When her daughter, Anastasia Justus Grotelueschen ’22, committed to studying chemistry at Wheaton, Grotelueschen was excited at the prospect of learning analytical chemistry and following in her mom’s footsteps. “Since I really liked it, she figured she might enjoy it, too,” Justus explained. “But it’s so different now; it’s all computer-generated. It was a disappointment to her because it was so different from what I described.”

Yet the growth of the sciences at Wheaton has resulted in many profound technological additions. In 1890, for instance, Wheaton College purchased its first telescope, fondly nicknamed “the Lemon” for its bright color and spherical shape. Faculty, students, and community visitors used the observatory, located on Blanchard lawn. Some wonder whether Edwin Hubble, who was raised in Wheaton, IL, visited the Lemon and gained early inspiration. The Lemon was moved to the HoneyRock Center for Leadership Development in 1972.

Meyer Science Center, the College’s state-of-the-art science building completed in 2010, holds a wealth of valuable and powerful pieces of technology, from geological modeling software in the basement, all the way up to the PlaneWave Instruments CDK24 telescope in the rooftop observatory.


THE STATE OF TECHNOLOGY TODAY

As headlines continue to suggest, advancements in technology are not slowing down. The recent explosion of artificial intelligence (AI) is just one area in which technology continues to expand and impact daily life.
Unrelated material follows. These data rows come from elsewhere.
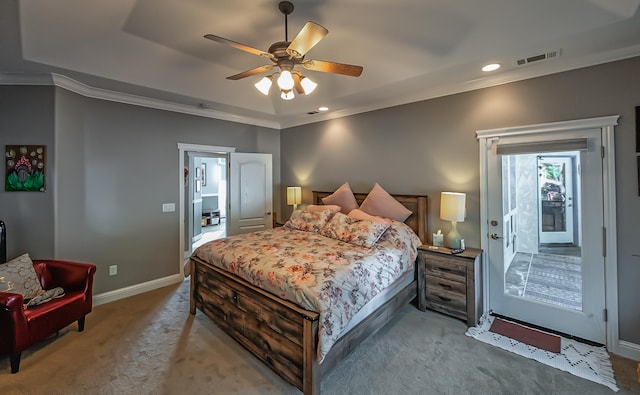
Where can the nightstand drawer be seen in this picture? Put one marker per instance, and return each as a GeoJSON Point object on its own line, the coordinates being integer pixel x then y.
{"type": "Point", "coordinates": [439, 284]}
{"type": "Point", "coordinates": [448, 269]}
{"type": "Point", "coordinates": [450, 283]}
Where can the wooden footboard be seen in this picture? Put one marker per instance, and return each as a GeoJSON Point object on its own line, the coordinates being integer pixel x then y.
{"type": "Point", "coordinates": [279, 333]}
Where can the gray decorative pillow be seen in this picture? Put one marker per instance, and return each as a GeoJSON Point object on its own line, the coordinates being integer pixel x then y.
{"type": "Point", "coordinates": [18, 276]}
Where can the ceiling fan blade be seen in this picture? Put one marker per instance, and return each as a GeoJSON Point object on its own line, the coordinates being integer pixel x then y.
{"type": "Point", "coordinates": [309, 36]}
{"type": "Point", "coordinates": [239, 46]}
{"type": "Point", "coordinates": [251, 72]}
{"type": "Point", "coordinates": [331, 67]}
{"type": "Point", "coordinates": [296, 83]}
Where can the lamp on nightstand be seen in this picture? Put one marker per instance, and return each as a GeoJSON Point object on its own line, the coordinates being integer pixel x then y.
{"type": "Point", "coordinates": [294, 196]}
{"type": "Point", "coordinates": [452, 209]}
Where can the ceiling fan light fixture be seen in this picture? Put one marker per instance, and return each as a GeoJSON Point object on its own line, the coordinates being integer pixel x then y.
{"type": "Point", "coordinates": [287, 94]}
{"type": "Point", "coordinates": [264, 85]}
{"type": "Point", "coordinates": [285, 81]}
{"type": "Point", "coordinates": [491, 67]}
{"type": "Point", "coordinates": [307, 85]}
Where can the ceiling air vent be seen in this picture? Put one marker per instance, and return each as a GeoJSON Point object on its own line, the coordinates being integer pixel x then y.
{"type": "Point", "coordinates": [537, 58]}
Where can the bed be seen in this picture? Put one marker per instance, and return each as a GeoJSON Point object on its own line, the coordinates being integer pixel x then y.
{"type": "Point", "coordinates": [284, 335]}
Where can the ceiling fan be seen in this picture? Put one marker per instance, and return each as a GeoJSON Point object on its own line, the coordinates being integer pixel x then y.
{"type": "Point", "coordinates": [286, 55]}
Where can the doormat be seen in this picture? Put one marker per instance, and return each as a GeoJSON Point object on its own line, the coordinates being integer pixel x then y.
{"type": "Point", "coordinates": [582, 360]}
{"type": "Point", "coordinates": [532, 337]}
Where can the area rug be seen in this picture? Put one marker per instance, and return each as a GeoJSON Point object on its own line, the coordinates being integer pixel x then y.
{"type": "Point", "coordinates": [580, 359]}
{"type": "Point", "coordinates": [555, 279]}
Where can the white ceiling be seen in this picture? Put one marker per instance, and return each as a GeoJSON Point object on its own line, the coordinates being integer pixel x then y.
{"type": "Point", "coordinates": [411, 50]}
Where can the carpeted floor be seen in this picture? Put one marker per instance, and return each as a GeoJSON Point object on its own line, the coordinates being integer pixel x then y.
{"type": "Point", "coordinates": [150, 344]}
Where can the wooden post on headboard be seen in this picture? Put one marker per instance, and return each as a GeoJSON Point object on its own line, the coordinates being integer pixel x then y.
{"type": "Point", "coordinates": [3, 242]}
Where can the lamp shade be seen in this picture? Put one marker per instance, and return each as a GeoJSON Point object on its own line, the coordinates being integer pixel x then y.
{"type": "Point", "coordinates": [452, 206]}
{"type": "Point", "coordinates": [294, 195]}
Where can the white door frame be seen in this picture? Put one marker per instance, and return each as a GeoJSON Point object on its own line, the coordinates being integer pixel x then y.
{"type": "Point", "coordinates": [182, 148]}
{"type": "Point", "coordinates": [606, 125]}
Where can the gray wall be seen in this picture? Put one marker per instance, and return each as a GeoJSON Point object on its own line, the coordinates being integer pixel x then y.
{"type": "Point", "coordinates": [430, 146]}
{"type": "Point", "coordinates": [110, 168]}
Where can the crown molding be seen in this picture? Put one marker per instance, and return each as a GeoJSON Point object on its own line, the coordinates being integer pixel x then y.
{"type": "Point", "coordinates": [514, 75]}
{"type": "Point", "coordinates": [74, 86]}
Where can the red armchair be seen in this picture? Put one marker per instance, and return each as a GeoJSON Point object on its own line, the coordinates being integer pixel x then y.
{"type": "Point", "coordinates": [20, 328]}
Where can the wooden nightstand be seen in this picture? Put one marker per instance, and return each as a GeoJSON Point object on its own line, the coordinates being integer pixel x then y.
{"type": "Point", "coordinates": [450, 284]}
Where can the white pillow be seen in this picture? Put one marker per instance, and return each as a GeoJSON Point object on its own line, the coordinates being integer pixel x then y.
{"type": "Point", "coordinates": [379, 203]}
{"type": "Point", "coordinates": [342, 197]}
{"type": "Point", "coordinates": [19, 276]}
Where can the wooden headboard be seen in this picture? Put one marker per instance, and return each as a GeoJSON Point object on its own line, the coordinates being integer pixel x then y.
{"type": "Point", "coordinates": [416, 203]}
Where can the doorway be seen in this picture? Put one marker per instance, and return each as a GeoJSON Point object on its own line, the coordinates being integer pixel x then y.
{"type": "Point", "coordinates": [546, 218]}
{"type": "Point", "coordinates": [249, 202]}
{"type": "Point", "coordinates": [209, 200]}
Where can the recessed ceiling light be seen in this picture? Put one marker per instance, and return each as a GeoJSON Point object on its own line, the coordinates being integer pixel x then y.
{"type": "Point", "coordinates": [491, 67]}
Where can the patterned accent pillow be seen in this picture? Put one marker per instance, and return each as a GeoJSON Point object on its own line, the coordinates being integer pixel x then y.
{"type": "Point", "coordinates": [19, 276]}
{"type": "Point", "coordinates": [355, 231]}
{"type": "Point", "coordinates": [309, 221]}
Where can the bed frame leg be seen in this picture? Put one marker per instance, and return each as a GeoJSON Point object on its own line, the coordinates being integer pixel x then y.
{"type": "Point", "coordinates": [192, 287]}
{"type": "Point", "coordinates": [311, 369]}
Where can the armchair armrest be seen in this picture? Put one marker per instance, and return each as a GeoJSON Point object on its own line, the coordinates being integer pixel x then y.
{"type": "Point", "coordinates": [13, 323]}
{"type": "Point", "coordinates": [71, 276]}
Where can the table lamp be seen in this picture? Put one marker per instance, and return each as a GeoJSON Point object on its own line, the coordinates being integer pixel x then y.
{"type": "Point", "coordinates": [452, 209]}
{"type": "Point", "coordinates": [294, 196]}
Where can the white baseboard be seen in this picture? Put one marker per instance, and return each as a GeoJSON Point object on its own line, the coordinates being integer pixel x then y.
{"type": "Point", "coordinates": [132, 290]}
{"type": "Point", "coordinates": [628, 350]}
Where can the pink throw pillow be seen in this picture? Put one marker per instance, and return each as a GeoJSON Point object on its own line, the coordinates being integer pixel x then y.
{"type": "Point", "coordinates": [380, 203]}
{"type": "Point", "coordinates": [342, 197]}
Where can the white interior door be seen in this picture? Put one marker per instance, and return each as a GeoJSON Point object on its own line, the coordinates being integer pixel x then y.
{"type": "Point", "coordinates": [250, 194]}
{"type": "Point", "coordinates": [575, 304]}
{"type": "Point", "coordinates": [195, 196]}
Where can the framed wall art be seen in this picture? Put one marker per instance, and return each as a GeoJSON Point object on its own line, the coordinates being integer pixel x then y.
{"type": "Point", "coordinates": [25, 168]}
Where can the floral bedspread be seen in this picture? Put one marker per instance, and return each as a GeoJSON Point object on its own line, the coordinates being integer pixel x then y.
{"type": "Point", "coordinates": [334, 278]}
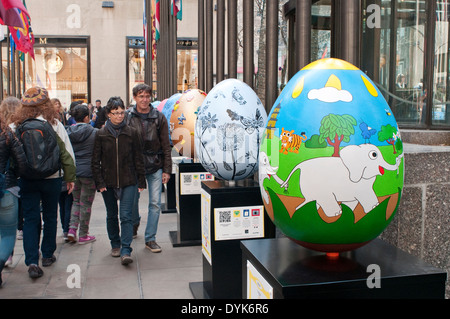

Camden Flannagan ’26, a computer science major, occasionally uses ChatGPT, an AI-powered language model that has generated significant public attention. He explained that it is useful for getting started on projects, like generating a speech format or writing boilerplate code. Although he recognizes the usefulness and power of AI, he does not anticipate that it will fully replace human influence when it comes to coding.

Wheaton College students in the computer lab

Two students work in the computer lab.

Early 1970s

“As a computer science lover, ChatGPT both terrifies me and brings me so much joy to see it working,” Flannagan said. “On the one hand, it’s amazing, but on the other hand, it needs to stay in its place.”

Outside of coding, Flannagan’s other passion is music. He creates electronic music and publishes it on YouTube, a collision of software and social media that would have been unheard of just two decades ago.

“I love classical music,” Flannagan said. “I hear musicians doing these amazing things with their hands that I can’t. My computer gets me a bit closer to making those sounds. It’s amazing to me that I get to do that, even though I can’t actually play the piano all that well.”

In the same way that the internet connected people to information, resources, and people that they might have never known before, technology has continued to pave paths for people to achieve in areas that might have been otherwise inaccessible.

When looking back at the past decades of technology at Wheaton, Cooper reflected, “There has been quite a bit of change, but all to the advantage of students.”